Wordtober 2019 - 3. Otoñal

Acudía el mismo día de cada mes a la misma cafetería porque no había aprendido a olvidar. Algo dentro de ella empezaba a comprender que realmente no quería olvidar nada de lo que había vivido con Renée. No importaba el tiempo que hubiera pasado hasta entonces o el que pasara en un futuro, cada dieciocho dejaba de lado cualquier plan que pudiera tener. Era un día reservado para el corazón, para meter los dedos dentro de él y abrir las heridas. Siempre eran los suyos, mes tras mes, pero guardaba la esperanza de que algún día fueran los de ella: curando en vez de abriendo, recomponiendo en vez de destrozando lo poco que aún quedaba intacto. Se le ocurrían muy pocas zonas donde el amor que sintió no hubiera alcanzado, atravesando todas sus capas como una flecha imparable.

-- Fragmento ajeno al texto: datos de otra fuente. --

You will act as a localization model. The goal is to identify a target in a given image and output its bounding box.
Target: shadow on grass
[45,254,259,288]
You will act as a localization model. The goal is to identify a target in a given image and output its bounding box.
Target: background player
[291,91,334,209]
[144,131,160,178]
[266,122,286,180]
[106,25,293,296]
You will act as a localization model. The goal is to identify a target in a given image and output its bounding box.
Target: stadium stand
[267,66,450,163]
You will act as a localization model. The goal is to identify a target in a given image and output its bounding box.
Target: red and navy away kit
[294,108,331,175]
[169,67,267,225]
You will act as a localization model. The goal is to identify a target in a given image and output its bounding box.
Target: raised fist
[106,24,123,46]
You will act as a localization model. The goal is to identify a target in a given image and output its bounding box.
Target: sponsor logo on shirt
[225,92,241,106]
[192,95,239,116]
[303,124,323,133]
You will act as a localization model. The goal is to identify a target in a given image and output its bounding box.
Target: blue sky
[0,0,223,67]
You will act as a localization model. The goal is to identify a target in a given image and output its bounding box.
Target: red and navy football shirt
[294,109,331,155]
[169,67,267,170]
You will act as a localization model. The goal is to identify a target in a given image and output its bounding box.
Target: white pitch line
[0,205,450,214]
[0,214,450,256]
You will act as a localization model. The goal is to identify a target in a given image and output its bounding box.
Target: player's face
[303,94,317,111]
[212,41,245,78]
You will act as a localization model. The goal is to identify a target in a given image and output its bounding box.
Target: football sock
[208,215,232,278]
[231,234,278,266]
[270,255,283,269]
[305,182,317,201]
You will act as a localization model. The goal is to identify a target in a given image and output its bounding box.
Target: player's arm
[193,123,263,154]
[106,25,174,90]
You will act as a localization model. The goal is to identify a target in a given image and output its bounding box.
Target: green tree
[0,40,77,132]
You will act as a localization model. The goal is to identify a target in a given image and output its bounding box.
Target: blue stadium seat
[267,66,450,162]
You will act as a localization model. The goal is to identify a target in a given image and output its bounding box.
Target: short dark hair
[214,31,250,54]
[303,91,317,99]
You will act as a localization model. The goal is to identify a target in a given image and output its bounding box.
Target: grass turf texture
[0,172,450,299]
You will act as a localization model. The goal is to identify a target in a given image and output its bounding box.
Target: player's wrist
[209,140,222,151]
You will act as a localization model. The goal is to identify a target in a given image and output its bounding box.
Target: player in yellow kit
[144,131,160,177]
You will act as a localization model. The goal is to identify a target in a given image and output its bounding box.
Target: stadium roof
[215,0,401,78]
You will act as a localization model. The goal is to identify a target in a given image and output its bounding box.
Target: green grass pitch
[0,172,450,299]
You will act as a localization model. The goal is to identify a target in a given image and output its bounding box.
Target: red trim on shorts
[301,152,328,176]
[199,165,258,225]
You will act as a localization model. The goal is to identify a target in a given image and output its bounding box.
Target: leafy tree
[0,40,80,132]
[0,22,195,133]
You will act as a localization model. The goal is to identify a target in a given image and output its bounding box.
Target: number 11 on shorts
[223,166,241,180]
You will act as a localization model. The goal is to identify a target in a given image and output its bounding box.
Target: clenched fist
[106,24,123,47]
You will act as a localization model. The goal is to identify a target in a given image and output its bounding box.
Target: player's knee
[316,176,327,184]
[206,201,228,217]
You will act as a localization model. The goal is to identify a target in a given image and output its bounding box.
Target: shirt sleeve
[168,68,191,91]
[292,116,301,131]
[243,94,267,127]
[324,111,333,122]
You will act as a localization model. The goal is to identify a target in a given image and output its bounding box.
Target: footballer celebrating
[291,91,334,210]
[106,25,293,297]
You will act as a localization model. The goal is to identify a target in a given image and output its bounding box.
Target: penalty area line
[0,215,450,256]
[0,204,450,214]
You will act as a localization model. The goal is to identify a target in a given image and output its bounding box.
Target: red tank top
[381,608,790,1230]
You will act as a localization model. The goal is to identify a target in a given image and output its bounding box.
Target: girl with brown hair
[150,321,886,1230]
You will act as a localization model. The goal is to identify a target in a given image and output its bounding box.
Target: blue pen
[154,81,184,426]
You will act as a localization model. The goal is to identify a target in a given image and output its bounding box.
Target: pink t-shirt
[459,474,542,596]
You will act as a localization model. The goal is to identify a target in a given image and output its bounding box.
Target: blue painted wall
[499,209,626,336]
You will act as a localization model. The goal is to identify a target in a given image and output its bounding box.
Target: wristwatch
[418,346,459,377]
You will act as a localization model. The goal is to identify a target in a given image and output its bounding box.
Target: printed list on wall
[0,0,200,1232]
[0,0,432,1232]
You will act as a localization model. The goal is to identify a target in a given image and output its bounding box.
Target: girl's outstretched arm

La había conocido una tarde de otoño de esas en las que tanto el cielo como el suelo estaban teñidas de naranja: uno por el sol al caer, otro por las hojas que ya han caído. El viento atrapaba todas las conversaciones de la gente que paseaba por la ciudad, acompañando al crujir de hojas secas que se rompen. Muchas veces recordaría ese sonido, esa ruptura total del cuerpo, fino como el follaje otoñal marchito, aplastado sin piedad. Pero el hermoso naranja no fue eterno y unas nubes cubrieron el cielo: una rápida lluvia se desplegó sin aviso, acelerando los pasos de la gente. Ella también corrió para cubrirse –no había cogido paraguas esa tarde- y lo primero que encontró fue el techo sobresaliente de un portal en el que una chica le hizo un hueco apartándose ligeramente hacia la izquierda.

La chica le ofreció un cigarrillo, pero ella no fumaba. Mostró su agradecimiento igualmente, pero el cansancio acumulado de todo el día hizo que sus piernas flaquearan y acabase sentándose en la acerca, con las rodillas muy cerca del pecho para que no le mojase la lluvia. El humo del tabaco de la chica se esfumaba entre la lluvia y más tarde la colilla se perdió entre un fino hilo de agua. Despacio, se agachó y se sentó con ella en el bordillo, pero sin cuidado de que el agua le mojase las zapatillas.

-   Me llamo Renée.
Por primera vez las dos se miraron de verdad. Ella apreció la piel bronceada y los ojos oscuros de la ya no tan desconocida. Había dicho su nombre con tanta confianza que sintió envidia de no haber dicho nunca el suyo como si realmente lo fuera, siempre lo pronunciaba con miedo o con timidez. Había dicho su nombre y había sido el principio de todas las cosas: hablaron sobre el naranja del cielo antes de la tormenta y sobre el miedo que siente la gente ante cuatro gotas de agua… Erin despegó un poco sus rodillas del pecho, queriendo demostrarle a Renée que ella no sentía ese miedo a dejarse mojar por la lluvia y ambas se rieron.

Tan inocentemente comenzó la historia que Erin era incapaz de olvidar después de tanto tiempo y que esperaba que no hubiera acabado para siempre.